8. L’ouvrage IMC K-2 doit également traverser le ruisseau à l’emplacement de la plateforme d’une ancienne route abandonnée qui obstrue le ruisseau. En amont de l’endroit où l’ouvrage K-2 doit traverser, le canal est obstrué par le barrage d’IMC. En aval de cet endroit, le canal est obstrué par la chaussée de la route 22. Aux altentours de cet endroit, le canal est obstrué par des barrages de castors et devient encore une fois marécageux, sans canal défini.

9. La pièce « G-9 », annexée à l’affidavit de M. Kelland est une photographie prise du haut du barrage, en direction de l’aval. Bien que le ruisseau soit marécageux et obstrué en aval du barrage, il est peut-être possible, lorsque le niveau d’eau est élevé, de naviguer en canot ou dans une autre embarcation semblable, à partir du déversoir du barrage jusqu’à un endroit en aval du pont du CN.

10. La pièce « G-10 », annexée à l’affidavit de M. Kelland, est une photographie prise de la chaussée de la route 22, en direction de l’amont. L’endroit où l’ouvrage K-2 doit être construit est situé entre la chaussée et le pont du CN; cet ouvrage obstrue le canal du ruisseau.

11. Les pièces « G-12 » et « G-14 » annexées à l’affidavit de M. Kelland, sont une photographie d’une partie du ruisseau située entre la chaussée de la route 22 et le pont du CN. À plusieurs endroits, le cours d’eau est marécageux, sans canal défini, et envahi par les herbes et les roseaux.

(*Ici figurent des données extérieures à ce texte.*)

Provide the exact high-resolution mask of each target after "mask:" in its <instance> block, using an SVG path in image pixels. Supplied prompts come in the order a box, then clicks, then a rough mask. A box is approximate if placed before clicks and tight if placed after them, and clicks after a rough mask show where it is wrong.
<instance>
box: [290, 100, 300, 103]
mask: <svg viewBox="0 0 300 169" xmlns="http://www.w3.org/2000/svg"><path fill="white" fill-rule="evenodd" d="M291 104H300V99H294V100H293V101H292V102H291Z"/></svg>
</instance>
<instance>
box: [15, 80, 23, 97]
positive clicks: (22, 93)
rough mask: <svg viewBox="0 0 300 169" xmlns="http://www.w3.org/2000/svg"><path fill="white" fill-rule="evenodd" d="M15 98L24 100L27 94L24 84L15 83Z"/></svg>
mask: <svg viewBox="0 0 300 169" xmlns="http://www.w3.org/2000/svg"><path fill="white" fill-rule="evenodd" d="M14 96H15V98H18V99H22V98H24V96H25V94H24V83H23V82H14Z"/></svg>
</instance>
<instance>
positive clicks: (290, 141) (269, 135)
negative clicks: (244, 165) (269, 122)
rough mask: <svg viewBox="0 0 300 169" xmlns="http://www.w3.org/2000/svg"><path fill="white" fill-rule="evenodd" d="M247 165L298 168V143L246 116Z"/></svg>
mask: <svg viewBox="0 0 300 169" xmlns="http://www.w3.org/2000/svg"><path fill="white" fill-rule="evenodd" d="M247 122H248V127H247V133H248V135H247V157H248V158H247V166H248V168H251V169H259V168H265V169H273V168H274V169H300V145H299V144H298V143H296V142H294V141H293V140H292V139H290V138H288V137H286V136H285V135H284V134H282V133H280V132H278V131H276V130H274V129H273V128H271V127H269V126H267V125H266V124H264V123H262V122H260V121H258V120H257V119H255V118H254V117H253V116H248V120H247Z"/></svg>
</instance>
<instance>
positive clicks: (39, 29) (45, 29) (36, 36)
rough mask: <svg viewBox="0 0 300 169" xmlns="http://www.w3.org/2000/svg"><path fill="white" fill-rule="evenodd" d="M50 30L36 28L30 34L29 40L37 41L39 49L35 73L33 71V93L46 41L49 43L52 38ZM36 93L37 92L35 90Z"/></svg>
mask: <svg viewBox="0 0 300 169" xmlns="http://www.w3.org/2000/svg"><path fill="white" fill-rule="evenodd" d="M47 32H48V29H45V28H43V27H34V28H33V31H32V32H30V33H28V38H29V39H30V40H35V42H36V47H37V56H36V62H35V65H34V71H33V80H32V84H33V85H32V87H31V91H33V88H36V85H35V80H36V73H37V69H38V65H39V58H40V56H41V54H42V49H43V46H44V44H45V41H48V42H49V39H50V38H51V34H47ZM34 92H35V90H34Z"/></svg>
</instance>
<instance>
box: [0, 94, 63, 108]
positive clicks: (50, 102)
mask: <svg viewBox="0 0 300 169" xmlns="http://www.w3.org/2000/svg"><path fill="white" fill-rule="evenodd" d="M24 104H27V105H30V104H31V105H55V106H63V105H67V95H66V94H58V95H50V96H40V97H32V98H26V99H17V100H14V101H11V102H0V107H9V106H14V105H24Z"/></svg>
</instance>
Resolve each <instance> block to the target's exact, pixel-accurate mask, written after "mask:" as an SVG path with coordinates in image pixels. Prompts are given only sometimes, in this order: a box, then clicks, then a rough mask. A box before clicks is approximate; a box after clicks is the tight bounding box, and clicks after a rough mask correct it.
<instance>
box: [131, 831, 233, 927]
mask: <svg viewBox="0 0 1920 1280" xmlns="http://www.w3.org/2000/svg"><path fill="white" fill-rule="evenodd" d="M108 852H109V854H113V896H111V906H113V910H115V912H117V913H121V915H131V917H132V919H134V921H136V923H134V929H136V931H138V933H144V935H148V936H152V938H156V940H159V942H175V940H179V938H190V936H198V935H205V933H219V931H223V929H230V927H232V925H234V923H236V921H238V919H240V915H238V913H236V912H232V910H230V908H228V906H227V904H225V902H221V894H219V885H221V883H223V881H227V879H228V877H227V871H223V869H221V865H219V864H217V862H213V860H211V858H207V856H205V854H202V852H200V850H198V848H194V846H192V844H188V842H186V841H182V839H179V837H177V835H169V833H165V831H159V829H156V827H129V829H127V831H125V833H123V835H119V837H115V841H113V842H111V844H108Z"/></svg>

12. La pièce « G-15 », annexée à l’affidavit de M. Kelland, est une photographie prise de la chaussée de la route 22, en direction de l’aval. À cet endroit, le canal est obstrué par des barrages de castors et il devient encore une fois marécageux et envahi par les herbes, sans canal défini.

13. Vu mes observations, je suis d’avis qu’aux deux endroits où les ouvrages proposés doivent franchir Cutarm Creek, aucune forme d’embarcation n’est susceptible d’y naviguer, le cours d’eau étant obstrué.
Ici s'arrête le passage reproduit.